Usage
To run quasar, use the command ./quasar
on the command line after installation. Flags and options specify how quasar will run.
To list all the possible options and see quasar's help you can run:
./quasar --help
To see the version of quasar you are using run:
./quasar --version
Quickstart
We recommend running quasar to perform cis-eQTL mapping using the negative binomial model and adjusted profile likelihood estimation of the negative binomial dispersion parameter. To run quasar in this mode use the command:
./quasar --plink plink_prefix \
--bed phenotype_data.bed \
--cov covariate_data.tsv \
--mode cis \
--model nb_glm \
--use-apl \
--out quasar_out
QTL mapping modes
The quasar software can be run in three modes: cis
, trans
, gwas
. These modes specify which varaints are tested for asscociation with a particular feature.
In mode cis
variants within +- the window size of the gene (see phenotype data format for details). By default the window size is set to 1Mb but can be specified using the --window_size
flag. We refer to this set of variants as the cis-window for that feature.
In mode trans
all variants except those in the cis window are tested for assoication. In mode gwas
all variants are are tested for association.
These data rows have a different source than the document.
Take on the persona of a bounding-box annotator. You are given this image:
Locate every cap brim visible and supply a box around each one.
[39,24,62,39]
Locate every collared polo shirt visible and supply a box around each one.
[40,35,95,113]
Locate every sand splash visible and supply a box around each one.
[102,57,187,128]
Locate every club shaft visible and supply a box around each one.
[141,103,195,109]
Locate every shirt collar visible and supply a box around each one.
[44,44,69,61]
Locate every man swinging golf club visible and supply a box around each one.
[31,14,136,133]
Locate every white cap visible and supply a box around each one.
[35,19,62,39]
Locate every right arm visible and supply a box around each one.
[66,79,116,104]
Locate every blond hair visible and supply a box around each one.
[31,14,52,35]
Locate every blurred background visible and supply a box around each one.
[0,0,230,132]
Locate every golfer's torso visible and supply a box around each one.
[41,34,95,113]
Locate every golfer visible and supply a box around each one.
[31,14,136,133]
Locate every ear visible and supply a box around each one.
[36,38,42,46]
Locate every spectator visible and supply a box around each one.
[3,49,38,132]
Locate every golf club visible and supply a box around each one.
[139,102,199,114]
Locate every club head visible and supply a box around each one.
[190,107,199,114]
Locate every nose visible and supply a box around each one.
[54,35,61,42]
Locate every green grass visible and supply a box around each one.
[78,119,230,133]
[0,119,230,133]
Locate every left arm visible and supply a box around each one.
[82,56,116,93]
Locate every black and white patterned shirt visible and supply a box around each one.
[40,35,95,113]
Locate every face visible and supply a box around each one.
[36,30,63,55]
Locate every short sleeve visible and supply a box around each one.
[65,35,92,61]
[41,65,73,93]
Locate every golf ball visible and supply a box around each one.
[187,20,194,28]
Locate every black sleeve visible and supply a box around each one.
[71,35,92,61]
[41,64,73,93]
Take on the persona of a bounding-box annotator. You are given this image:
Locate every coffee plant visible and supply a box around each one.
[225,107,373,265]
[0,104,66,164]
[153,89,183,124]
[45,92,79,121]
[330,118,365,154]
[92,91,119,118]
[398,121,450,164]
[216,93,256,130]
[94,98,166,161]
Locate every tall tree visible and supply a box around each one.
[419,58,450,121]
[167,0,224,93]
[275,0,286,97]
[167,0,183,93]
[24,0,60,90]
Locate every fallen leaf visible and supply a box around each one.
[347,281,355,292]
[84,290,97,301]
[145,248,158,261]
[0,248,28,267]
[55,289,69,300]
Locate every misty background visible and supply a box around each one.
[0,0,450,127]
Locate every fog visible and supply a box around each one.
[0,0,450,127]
Note that during the development of quasar the cis
mode was tested more extensively than the trans
and gwas
modes and that there are methodological issues with trans-eQTL mapping due to reads mapping to multiple locations causing false-positive associations.
Statistical models
The quasar software package supports a wide range of statistical models used to resiudalise the expression values. The supported models are:
lm
: linear modelnb_glm
: negative binomial GLMlmm
: linear mixed modelp_glmm
: Poisson generalised linear mixed model (GLMM)p_glm
: Poisson GLM (not recommended due to producing a very high rate of false positives)nb_glmm
: negative binomial GLMM (not generally recommended due to producing highly similar results to the Poisson GLMM while being slower, can be used if there is known to be high relatedness between samples)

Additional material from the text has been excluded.